Whether the thresholding in the disconnected domain Referer is in the first url list.Otherwise, it determines the URL is that user is directly defeated manually in a browser
Enter URL generation, audit the URL.
Step 306, judge the thresholding in the domain Referer whether in the first url list.If so, step 309 is turned to, otherwise,
Turn to step 307.
The thresholding in the domain Referer is judged whether in the first url list, that is, judges whether the URL is from default website
Whether chain is taken in URL, if so, judging URL in the second url list.Otherwise, it determines the URL is from except default website
Whether chain is taken in the URL of website in addition, further determine that the thresholding in the domain Referer in URL cache pool.

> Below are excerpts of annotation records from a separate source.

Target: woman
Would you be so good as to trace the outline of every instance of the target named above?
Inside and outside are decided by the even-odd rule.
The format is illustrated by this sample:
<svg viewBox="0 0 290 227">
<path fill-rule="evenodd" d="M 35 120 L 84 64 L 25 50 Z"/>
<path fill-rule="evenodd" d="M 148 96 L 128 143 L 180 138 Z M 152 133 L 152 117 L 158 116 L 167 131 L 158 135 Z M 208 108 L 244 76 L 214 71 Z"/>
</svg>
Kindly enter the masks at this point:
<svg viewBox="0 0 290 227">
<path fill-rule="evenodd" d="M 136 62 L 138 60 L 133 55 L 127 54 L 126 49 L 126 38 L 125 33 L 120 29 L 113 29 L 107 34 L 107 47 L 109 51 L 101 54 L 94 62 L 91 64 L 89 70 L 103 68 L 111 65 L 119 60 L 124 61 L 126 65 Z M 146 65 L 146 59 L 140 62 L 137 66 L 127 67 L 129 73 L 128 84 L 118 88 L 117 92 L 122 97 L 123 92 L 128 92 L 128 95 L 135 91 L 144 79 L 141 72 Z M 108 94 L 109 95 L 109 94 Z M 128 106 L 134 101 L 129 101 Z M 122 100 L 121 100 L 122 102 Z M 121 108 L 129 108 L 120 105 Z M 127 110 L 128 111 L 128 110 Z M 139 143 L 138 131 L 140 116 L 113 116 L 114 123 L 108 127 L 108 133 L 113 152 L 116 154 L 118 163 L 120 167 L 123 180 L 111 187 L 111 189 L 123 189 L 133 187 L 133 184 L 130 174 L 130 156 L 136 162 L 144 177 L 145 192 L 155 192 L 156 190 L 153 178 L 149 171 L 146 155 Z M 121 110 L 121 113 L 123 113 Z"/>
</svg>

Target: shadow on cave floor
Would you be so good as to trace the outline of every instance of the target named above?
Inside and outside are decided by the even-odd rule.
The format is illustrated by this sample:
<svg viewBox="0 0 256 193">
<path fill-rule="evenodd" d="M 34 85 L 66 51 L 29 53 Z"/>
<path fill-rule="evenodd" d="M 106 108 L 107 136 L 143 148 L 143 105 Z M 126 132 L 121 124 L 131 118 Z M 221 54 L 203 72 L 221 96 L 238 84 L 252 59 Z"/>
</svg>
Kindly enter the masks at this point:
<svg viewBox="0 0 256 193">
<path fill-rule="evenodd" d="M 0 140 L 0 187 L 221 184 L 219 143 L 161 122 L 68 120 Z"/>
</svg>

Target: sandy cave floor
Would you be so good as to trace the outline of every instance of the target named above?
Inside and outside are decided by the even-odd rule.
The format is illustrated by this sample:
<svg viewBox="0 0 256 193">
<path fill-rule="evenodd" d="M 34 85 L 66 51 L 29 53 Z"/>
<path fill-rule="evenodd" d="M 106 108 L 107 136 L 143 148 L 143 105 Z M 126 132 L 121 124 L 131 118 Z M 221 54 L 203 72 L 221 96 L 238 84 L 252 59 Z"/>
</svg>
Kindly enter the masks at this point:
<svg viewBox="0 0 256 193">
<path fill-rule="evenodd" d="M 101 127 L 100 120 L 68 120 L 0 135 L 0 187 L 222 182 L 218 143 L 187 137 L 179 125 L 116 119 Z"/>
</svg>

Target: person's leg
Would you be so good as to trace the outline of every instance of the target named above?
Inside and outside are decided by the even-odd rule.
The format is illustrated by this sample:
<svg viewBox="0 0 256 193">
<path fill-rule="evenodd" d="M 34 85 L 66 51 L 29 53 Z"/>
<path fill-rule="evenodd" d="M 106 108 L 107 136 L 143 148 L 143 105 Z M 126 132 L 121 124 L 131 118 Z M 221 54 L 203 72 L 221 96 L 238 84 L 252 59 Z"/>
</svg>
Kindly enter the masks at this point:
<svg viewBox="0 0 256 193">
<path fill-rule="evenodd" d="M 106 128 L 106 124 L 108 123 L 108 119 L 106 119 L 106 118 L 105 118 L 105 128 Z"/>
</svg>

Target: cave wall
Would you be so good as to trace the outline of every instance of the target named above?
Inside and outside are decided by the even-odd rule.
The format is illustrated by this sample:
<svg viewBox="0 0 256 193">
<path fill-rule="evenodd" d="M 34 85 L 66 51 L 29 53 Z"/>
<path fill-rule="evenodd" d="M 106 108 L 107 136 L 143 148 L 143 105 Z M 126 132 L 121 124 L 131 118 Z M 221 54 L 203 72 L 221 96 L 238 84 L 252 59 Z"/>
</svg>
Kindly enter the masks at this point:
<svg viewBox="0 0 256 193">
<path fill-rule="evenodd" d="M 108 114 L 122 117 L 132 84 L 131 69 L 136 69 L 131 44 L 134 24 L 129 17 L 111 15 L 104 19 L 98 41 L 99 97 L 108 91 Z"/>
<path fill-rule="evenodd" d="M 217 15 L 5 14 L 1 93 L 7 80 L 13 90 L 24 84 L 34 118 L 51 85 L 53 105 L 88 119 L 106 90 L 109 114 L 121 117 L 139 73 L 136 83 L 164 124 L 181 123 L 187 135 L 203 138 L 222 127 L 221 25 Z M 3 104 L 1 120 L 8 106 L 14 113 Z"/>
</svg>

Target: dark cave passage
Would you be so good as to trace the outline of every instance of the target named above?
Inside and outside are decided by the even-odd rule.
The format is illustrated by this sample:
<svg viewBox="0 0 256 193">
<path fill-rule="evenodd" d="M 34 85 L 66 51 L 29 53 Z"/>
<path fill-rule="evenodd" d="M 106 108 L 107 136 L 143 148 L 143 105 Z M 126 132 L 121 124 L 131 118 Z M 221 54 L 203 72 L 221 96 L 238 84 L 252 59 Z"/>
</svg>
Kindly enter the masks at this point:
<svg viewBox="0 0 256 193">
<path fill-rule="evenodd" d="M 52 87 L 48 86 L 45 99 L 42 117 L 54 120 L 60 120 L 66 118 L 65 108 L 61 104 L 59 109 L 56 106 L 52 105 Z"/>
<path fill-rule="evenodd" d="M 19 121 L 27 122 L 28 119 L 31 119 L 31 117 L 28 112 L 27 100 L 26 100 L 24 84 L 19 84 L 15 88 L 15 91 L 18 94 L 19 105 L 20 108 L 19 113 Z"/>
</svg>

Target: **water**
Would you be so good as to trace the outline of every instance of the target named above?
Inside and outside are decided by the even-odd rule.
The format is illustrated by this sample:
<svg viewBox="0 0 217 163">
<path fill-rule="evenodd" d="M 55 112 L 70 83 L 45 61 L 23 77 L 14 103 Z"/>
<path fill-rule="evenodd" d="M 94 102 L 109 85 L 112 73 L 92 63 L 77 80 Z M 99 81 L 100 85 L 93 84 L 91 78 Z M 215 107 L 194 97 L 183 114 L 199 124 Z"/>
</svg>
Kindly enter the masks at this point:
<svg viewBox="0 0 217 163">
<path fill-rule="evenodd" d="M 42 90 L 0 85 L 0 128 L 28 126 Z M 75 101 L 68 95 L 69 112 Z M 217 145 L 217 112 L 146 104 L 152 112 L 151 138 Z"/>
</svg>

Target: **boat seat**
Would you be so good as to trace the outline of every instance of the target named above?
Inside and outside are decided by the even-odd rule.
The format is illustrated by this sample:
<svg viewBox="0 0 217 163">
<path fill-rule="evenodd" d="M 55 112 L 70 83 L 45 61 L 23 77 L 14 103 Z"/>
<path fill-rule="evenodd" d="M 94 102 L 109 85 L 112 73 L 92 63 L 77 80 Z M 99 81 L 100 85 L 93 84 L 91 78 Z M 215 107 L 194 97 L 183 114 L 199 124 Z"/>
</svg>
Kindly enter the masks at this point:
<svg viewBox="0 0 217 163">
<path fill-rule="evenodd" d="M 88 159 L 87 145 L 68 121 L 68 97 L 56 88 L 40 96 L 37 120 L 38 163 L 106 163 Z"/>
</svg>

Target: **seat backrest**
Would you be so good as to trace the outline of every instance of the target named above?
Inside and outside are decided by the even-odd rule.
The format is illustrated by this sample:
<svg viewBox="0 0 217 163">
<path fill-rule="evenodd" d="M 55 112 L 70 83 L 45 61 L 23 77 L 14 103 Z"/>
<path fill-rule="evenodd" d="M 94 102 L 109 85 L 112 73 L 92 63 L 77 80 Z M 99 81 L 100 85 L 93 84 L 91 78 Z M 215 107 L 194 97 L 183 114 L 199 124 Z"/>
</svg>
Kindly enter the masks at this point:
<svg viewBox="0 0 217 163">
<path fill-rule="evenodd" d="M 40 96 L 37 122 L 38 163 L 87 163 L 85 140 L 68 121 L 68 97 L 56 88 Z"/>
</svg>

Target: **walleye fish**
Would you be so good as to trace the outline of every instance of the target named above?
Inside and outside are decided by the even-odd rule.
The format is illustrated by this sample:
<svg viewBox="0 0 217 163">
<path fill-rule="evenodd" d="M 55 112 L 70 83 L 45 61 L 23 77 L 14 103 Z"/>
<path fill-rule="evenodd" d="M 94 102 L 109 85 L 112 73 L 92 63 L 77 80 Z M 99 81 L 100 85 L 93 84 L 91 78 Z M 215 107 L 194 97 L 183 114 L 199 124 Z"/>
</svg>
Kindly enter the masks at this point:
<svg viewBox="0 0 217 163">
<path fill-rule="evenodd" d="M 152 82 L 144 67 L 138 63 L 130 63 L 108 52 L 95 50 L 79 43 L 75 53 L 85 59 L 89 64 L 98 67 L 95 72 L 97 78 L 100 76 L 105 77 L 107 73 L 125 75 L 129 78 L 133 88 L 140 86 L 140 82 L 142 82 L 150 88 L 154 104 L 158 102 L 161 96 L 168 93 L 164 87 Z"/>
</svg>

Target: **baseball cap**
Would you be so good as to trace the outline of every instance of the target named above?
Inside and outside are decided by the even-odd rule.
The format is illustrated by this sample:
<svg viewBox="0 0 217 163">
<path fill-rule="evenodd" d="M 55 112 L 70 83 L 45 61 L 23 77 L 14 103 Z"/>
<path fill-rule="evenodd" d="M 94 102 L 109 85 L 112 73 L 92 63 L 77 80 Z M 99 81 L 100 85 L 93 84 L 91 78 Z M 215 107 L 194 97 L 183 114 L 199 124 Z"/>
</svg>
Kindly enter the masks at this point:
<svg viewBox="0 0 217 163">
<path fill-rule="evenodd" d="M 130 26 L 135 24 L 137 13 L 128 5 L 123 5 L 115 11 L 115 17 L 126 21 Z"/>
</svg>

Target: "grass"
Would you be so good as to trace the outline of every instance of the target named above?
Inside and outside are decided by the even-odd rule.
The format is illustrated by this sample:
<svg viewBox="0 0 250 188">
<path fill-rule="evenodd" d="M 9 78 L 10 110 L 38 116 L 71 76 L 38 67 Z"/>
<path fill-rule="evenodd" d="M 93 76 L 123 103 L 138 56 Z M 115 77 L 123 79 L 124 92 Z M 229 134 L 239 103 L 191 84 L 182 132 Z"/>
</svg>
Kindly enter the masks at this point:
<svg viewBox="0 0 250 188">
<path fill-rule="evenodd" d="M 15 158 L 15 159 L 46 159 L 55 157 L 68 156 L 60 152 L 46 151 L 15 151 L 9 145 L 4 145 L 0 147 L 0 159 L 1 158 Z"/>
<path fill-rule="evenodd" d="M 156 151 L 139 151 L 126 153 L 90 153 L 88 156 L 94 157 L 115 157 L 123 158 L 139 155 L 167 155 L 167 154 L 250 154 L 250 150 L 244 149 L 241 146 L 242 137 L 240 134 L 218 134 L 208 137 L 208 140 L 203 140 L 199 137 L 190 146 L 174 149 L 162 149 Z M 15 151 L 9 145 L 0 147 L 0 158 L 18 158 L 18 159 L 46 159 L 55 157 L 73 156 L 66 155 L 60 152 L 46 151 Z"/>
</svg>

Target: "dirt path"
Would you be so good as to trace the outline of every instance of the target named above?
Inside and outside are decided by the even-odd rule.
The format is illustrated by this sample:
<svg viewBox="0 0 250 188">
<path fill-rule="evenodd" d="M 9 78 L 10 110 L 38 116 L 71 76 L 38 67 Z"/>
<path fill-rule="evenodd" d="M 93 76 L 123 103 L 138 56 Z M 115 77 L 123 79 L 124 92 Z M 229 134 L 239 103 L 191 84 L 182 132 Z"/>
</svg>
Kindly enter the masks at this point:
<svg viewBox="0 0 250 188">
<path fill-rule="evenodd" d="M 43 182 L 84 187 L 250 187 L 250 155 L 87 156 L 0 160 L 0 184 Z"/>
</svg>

Step 307, judge the thresholding in the domain Referer whether in URL cache pool.If so, otherwise the URL that do not audit turns
To step 308.
Judge the thresholding in the domain Referer whether in URL cache pool.If it is corresponding to have existed the URL in URL cache pool
The domain Referer thresholding, it is determined that the thresholding in the domain Referer is less than caching duration, and do not audit the URL.If slow in URL
Depositing Chi Zhongwei, there are the thresholdings in the domain Referer, then need URL cache pool is added, and carry out caching timing, and auditing should
URL。
Step 308, cache pool is added in URL, carries out caching timing.
After URL cache pool is added in the URL, caching timing is carried out, until when the URL is buffered in the caching of URL cache pool
After length is expired, which is deleted from URL cache pool.
Step 309, judge URL whether in the second url list.If so, the URL that do not audit, otherwise, audit the URL.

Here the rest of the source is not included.